Prolog

68.7K 4.5K 156
                                    

Semua setting dan pelaku yang ada di cerita ini hanya fiktif belaka. Dibuat sebagai hiburan semata ^^.

.

.

.

Aya : Nanti lo belok di gang keenam. Lurus aja sampai lihat rumah pager ijo

Nilam menghela napas panjang selepas membaca kembali pesan dari Aya yang berisi alamat rumah Elis—teman sekelasnya. Hari ini Nilam dan dua temannya yang lain—Aya dan Vika—berencana mengunjungi Elis yang sudah tiga hari ini tidak masuk karena sakit cacar air. Awalnya ketiganya akan pergi ke rumah Elis bersama, tetapi apa daya Nilam harus menghadiri rapat ekstra kurikuler Mading sepulang sekolah. Jadilah Nilam berjalan sendirian menuju rumah Elis setelah turun dari angkutan yang mengantarkannya hingga gerbang perumahan.

Kedua tungkai diseret dengan susah payah. Peluh yang mengalir d ipelipis diusap perlahan. Hari yang cukup panas, meski terik matahari sudah bergeser ke arah barat. Ditambah pagi tadi Nilam mengikuti pelajaran olahraga yang tidak disukainya. Cukup mengurangi daya dirinya untuk berjalan sampai ke rumah Elis.

Setelah melewati dua gang, Nilam melintasi gerombolan lelaki yang tengah duduk-duduk di motor. Beberapa dari mereka yang menyadari kedatangan Nilam melayangkan tatapan memuja. Bahkan salah satu dari mereka mengedipkan mata, menggoda Nilam. Bisa dibilang ini mungkin hari tersial Nilam. Sudah harus mengikuti kelas olahraga, ikut rapat Mading hingga terlambat pulang, jalan sendirian ke rumah Elis, dan sekarang digoda mas-mas kurang belaian. Hari yang sempurna. Sempurna pantat ayam, batin Nilam kesal.

"Cewek," salah seorang bersiul. "Godain kita, dong!"

Berbanding terbalik dengan Nilam yang mendengus kesal, para lelaki berjaket kulit itu justru tertawa terbahak-bahak. Merasa tidak penting menanggapi mereka, Nilam memilih mengabaikan. Berjalan lurus dengan langkah cepat tanpa menoleh sama sekali.

"Woi, mau ke mana?" Nilam tersentak kaget saat salah seorang dari mereka mencengkal lengannya. Kebetulan orang itu adalah orang yang menggodanya tadi.

"Lepasin!"

Lelaki bertubuh tambun itu tertawa. Cekalan di lengan Nilam mengerat, membuat gadis itu meringis kesakitan. "Jangan sombong, deh!
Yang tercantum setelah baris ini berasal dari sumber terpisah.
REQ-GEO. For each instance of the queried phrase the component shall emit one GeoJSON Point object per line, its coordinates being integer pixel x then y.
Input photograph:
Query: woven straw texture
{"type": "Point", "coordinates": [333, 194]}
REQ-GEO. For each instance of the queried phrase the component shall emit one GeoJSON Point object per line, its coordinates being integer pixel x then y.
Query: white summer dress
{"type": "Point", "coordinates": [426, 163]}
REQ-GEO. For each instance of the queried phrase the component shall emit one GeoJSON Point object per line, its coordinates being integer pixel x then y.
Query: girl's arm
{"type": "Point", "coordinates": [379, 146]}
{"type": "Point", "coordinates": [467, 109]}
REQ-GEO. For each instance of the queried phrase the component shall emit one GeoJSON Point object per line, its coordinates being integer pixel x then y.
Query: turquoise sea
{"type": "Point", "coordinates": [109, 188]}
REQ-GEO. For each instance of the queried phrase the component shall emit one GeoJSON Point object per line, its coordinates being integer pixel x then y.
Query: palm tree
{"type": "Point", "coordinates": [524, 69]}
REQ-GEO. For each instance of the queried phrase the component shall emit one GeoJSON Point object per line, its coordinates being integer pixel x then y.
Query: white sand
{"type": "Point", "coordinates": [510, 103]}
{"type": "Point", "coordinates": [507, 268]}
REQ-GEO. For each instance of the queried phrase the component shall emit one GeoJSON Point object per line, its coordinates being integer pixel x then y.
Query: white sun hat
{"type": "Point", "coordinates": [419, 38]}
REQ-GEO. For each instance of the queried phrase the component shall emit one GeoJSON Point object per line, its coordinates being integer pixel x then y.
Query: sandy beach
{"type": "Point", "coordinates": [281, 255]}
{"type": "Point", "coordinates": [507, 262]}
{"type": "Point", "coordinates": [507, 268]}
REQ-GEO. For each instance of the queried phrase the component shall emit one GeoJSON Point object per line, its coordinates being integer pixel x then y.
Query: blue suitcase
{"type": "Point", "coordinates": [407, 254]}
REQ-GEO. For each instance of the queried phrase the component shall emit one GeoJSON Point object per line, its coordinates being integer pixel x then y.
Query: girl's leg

Main sama kita dulu, yuk!"

"Sayang!"

Kegiatan tarik-menarik terhenti sejenak. Nilam mengernyit ketika lelaki lain dengan jaket kelabu menyetandarkan motornya. Lantas semua efek slow motion seperti di film-film pun terjadi. Bagaimana lelaki itu melepaskan helmnya, menggelengkan kepala hingga surai gelapnya yang sedikit basah teracak sempurna, sampai saat lelaki itu berjalan mendekat ke arah Nilam. semuanya tidak luput dari penglihatan Nilam. Sempurna.
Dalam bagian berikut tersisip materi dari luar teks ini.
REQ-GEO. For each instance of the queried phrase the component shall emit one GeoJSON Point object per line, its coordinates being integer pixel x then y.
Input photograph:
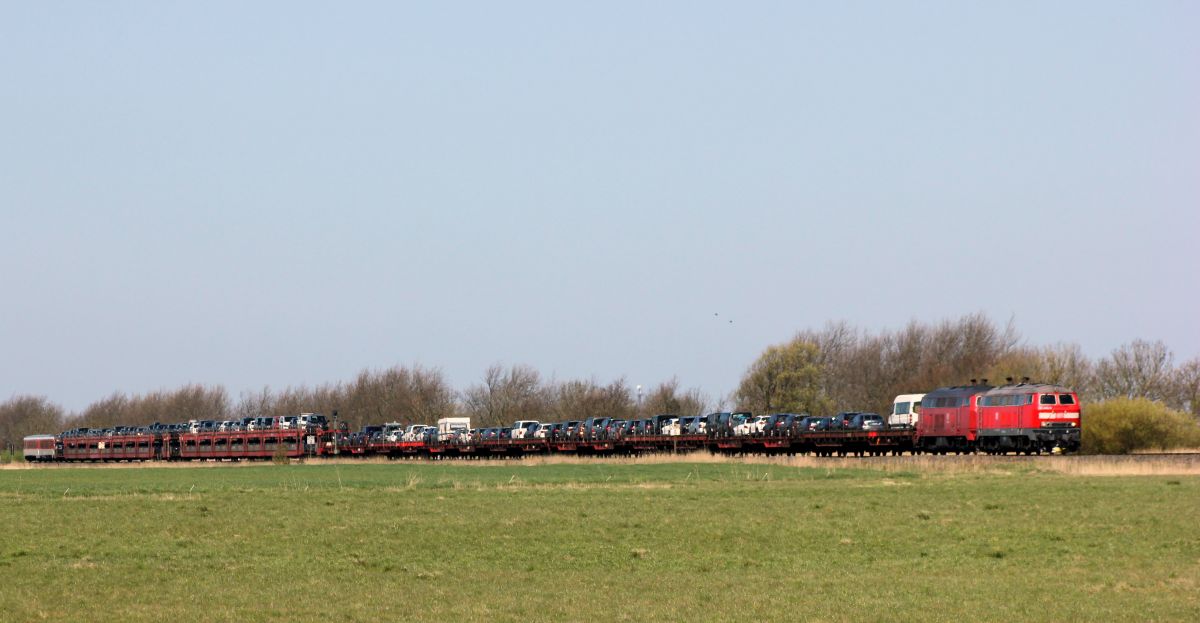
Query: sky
{"type": "Point", "coordinates": [281, 193]}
Eh? Nilam menggeleng tegas. Pemikiran apa tadi? Bagaimana bisa dia mengagumi sosok lelaki yang bisa jadi termasuk anggota gerombolan yang mengganggunya ini?

"Duh sayang, udahan dong ngambeknya! Nggak capek apa kamu jalan kaki sampai rumah?"

Mulut Nilam menganga mendengar penuturan lelaki jangkung ini. Matanya mengerjap cepat, mencoba mengingat. Siapa tahu Nilam mengenalnya. Namun, mau berusaha sekeras apa juga tidak ada satu pun orang yang dikenal Nilam serupa dengan lelaki ini.

"Siapanya lo, Rey?" Nilam menoleh saat sebuah suara menginterupsi.

"Pacar gue, Bang. Ngambek tadi soalnya telat jemput," jawab si lelaki yang diyakini Nilam bernama Rey tadi dengan santai. Berarti benar dugaan gadis berseragam putih abu-abu itu kalau si Rey ini adalah komplotan dari para preman yang mengganggunya.

"Eh?" Tanpa aba-aba lengan Nilam pun terlepas. Kedua bola mata lelaki yang mencekal lengan Nilam tadi melebar. Wajahnya pucat pasi, seperti menyesali tindakan gegabahnya karena telah mengganggu pacar orang. "Sori, Rey. Nggak tahu kalau ini cewek pacar lo."

"Santai aja, Bang. Belum pernah gue kenalin juga. Wajar kalau nggak tahu," sahut Rey sembari menepuk pelan lelaki yang setinggi dirinya itu. "Yuk sayang, kita pulang."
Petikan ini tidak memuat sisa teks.